Aksi takdirde kurulacak ailelerde kaide nasip değil, nakit olur. Eskiden evlilik işlerinde “nasip” kavramı kullanılırken, şimdi dile getirilmese de “nakit” ön plana çıkarak birinci kıstas durumuna gelmiş. Bunun sebebi incelenmeli çözümler bulunmalı. Nasıl oldu da bir toplum evlilikte ahlaklısını, edeplisini bulmak için uğraşırken, şimdi zenginini, güzelini bulma gafleti içine düştü?

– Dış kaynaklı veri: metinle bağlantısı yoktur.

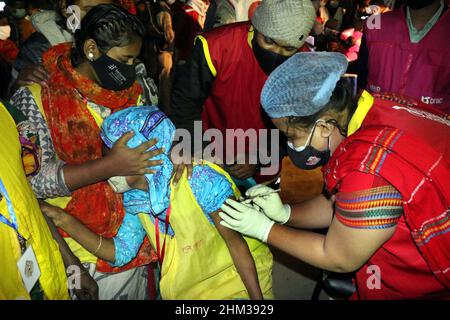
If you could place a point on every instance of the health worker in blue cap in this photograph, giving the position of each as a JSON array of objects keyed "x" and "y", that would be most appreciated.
[{"x": 385, "y": 161}]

Ben burada medyanın büyük etkisi üzerinde durmak istiyorum. Medyanın temelde üç tane görevi vardır. Bilgilendirme, yönlendirme ve eğlendirme. Eğlendirme işlevini yerine getirirken toplumun değer yargılarını koruyan en azından saygı gösteren bir medya ideal olandır. Ama bizdeki medyaya baktığımızda Batı’yı bile aşan bir vurdumduymazlık içerisinde.
Buna örnek olarak en saf duygularla izlediğimiz Kemal Sunal filmlerini örnek olarak verebiliriz. Onun filmlerindeki imam tiplemelerini gözlemlediğimizde karşımıza dalavereci, sahtekar, yalancı veya sapık bir karakter çıkmakta. Bu karakter üzerinden zihinlerdeki din algısı da bozulmakta, dinin gerçek kaynaklarından uzak olan insanlar daha da bozuk bir algıyla dinden uzaklaşıyorlar. Yine son 30 yıl içerisinde Şaban isminin çocuklara verilme oranı önemli derecede düşmüş. Mübarek bir ayın adı olan Şaban, toplumda geri zekalı anlamında kullanılıyor…
Batı’ya ve Amerika’ya baktığımızda ise bunun tam tersi bir manzarayla karşılaşıyoruz. Papaz kılık kıyafetiyle, bulunduğu ortamla çok saygın bir karakter olarak ekranlara çıkıyor.
Bunu yanı sıra Amerikan toplumunda din adamları bizdekinden daha aktifler. Nikahları onlar kıyıyor, herhangi bir boşanma yaşandığında çiftlere onlar moral veriyor.
Biz de ise imamlar sadece nikah gecesi hatırlanır…
Tabi tabi… Hatta müftülüğün tabelasının altına nikah kıyılır yazısı yazılsa sorun çözülecek. Nikah için belediye memuruna hiç gerek yok. Devlet müftüsüne güvenmiyor ama belediye başkanına güveniyor. Bu da devlet içindeki çelişik durumlardan bir tanesi.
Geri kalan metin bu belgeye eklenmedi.